NBC Fears Trump Team ‘Legalizing Watergate,’ Pushing ‘Absolute Power’

January 30th, 2020 12:52 PM

As the Senate impeachment trial went to a break during the 3:00 p.m. ET hour Wednesday afternoon, anchors of NBC News special coverage immediately went to work blasting the arguments from President Trump’s defense team as “dubious,” “legalizing Watergate,” and asserting “absolute power.”    

“Clearly the House managers wanted to continue to make their case for witnesses and John Bolton, they made sure they got that in there several times,” Nightly News anchor Lester Holt said of Democratic prosecutors following the first round of the question and answer portion of the trial.
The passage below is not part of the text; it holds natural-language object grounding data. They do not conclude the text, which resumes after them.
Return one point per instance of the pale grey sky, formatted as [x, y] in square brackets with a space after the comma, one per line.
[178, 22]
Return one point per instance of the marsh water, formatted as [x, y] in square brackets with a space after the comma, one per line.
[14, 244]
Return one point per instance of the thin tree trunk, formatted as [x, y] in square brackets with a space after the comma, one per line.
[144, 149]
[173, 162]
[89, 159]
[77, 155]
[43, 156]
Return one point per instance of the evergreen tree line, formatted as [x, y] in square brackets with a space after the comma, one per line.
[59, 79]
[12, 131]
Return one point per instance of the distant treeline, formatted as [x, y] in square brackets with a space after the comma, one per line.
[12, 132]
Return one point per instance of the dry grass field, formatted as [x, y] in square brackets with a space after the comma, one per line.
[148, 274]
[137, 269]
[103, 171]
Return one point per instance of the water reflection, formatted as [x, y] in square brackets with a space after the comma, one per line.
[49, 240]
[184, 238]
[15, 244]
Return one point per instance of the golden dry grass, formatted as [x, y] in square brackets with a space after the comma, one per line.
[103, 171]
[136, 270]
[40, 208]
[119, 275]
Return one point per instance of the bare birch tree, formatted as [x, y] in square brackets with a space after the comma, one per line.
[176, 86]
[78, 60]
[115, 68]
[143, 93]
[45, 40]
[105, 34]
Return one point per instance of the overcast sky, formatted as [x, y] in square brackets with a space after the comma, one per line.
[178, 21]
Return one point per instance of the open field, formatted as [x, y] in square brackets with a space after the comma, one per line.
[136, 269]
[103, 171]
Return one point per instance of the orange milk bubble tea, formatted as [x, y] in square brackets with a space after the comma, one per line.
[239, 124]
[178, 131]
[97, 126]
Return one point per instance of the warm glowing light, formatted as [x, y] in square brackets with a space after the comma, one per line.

He then dismissed the President’s legal team: “The President’s lawyers offering arguments against that, including what some may see as dubious legal arguments.”

 

 

Minutes later, during an interview with Republican Senator John Barrasso, Meet the Press moderator Chuck Todd wailed:

Alan Dershowitz is making the argument now that essentially if a president does something simply to benefit his own reelection, that’s enough to say that it’s in the public interest. Are you comfortable now making that the new standard? Basically that is legalizing Watergate. I mean, by that interpretation, everything Richard Nixon did, by that count, if it was to secure his reelection, which is in the public interest, are we expanding this way too – are you comfortable giving that kind of absolute power to the presidency?

On Thursday, Dershowitz went on a long Twitter thread pushing back hard on what he called a mischaracterization of his actual argument:

During special coverage on CBS in the same hour, Evening News anchor Norah O’Donnell applauded Democrats for “passionately” comparing Trump to Richard Nixon and warning that acquittal would mean “this president will be above the law”:

 

 

The other argument that you hear [Adam] Schiff making so passionately – right, so much of their argument has been so meticulous and prepared – the passion is, “If you let the President and you don’t impeach him, you are saying he is above the law. That’s why the Democrats saved that final question for Kamala Harris, where she brought up Nixon. The idea that, “If you allow this to happen, there will be no force behind Senate subpoena power in the future and this president will above the law and he will continue to behave as if he’s above the law.”